The platform helps users locate the best protocols from literature, pre-prints, and patents, using AI-driven comparisons to identify the most effective techniques and products.
This includes not only Chloramphenicol, but also other commonly used antibiotics like Ampicillin, Kanamycin, Tetracycline, Erythromycin, and Ciprofloxacin.
When conducting antimicrobial research, it's important to consider factors like growth media, such as Mueller-Hinton agar, which is widely used for susceptibility testing.
By utilizing PubCompare.ai, researchers can experience seamless workflow optimization, leading to more efficient and reproducible studies on Chloramphenicol and related antimicrobial agents.
This antimicrobial agent works by inhibiting protein synthesis in bacterial cells, making it effective against both Gram-positive and Gram-negative bacteria.
Commonly used to address eye infections, meningitis, and typhoid fever, Chloramphenicol's applications extend to other conditions as well.
However, its usage has been limited due to the risk of serious side effects, including the potentially life-threatening condition of aplastic anemia.
Researchers can leverage PubCompare.ai to quickly identify optimized protocols for working with Chloramphenicol, streamlining their workflow and promoting reproducible research.
The platform helps users locate the best protocols from literature, pre-prints, and patents, using AI-driven comparisons to identify the most effective techniques and products.
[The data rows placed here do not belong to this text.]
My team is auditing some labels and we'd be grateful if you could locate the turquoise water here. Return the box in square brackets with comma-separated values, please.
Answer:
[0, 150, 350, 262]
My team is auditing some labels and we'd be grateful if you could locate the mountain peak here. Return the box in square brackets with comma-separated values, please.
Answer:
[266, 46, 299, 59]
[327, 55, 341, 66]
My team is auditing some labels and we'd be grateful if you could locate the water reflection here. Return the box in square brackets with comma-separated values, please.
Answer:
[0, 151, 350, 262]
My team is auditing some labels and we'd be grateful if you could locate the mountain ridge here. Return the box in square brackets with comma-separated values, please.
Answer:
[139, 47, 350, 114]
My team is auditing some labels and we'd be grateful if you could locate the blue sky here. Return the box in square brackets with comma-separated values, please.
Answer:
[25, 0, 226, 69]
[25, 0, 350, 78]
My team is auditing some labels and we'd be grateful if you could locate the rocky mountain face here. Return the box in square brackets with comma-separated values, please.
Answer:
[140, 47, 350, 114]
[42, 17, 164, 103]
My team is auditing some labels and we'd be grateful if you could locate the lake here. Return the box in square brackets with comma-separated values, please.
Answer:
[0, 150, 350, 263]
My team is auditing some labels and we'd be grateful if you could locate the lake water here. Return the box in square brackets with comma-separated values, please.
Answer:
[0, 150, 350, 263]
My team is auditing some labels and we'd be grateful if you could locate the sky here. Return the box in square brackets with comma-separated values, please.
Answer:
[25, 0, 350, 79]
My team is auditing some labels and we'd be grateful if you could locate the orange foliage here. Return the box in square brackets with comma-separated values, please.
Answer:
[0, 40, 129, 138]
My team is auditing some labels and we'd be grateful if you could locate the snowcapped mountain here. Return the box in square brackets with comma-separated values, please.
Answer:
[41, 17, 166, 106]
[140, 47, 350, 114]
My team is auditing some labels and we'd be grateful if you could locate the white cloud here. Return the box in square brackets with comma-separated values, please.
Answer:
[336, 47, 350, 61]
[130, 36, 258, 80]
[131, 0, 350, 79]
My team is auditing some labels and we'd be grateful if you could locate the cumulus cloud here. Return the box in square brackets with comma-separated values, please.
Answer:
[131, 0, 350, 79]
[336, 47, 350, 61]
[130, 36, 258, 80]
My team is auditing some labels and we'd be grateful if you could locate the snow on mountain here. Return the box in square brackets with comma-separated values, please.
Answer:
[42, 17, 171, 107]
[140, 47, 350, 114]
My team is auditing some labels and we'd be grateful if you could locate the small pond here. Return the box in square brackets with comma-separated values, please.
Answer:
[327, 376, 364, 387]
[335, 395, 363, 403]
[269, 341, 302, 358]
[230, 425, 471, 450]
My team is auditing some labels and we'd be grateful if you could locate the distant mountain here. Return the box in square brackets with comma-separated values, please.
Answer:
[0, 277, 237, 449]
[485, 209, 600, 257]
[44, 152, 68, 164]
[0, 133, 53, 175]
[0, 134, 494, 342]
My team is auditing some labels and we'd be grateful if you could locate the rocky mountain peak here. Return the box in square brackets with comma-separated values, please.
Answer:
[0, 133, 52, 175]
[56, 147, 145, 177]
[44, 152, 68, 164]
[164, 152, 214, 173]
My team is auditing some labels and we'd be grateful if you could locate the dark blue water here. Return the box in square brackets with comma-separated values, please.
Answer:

This includes not only Chloramphenicol, but also other commonly used antibiotics like Ampicillin, Kanamycin, Tetracycline, Erythromycin, and Ciprofloxacin.
When conducting antimicrobial research, it's important to consider factors like growth media, such as Mueller-Hinton agar, which is widely used for susceptibility testing.
By utilizing PubCompare.ai, researchers can experience seamless workflow optimization, leading to more efficient and reproducible studies on Chloramphenicol and related antimicrobial agents.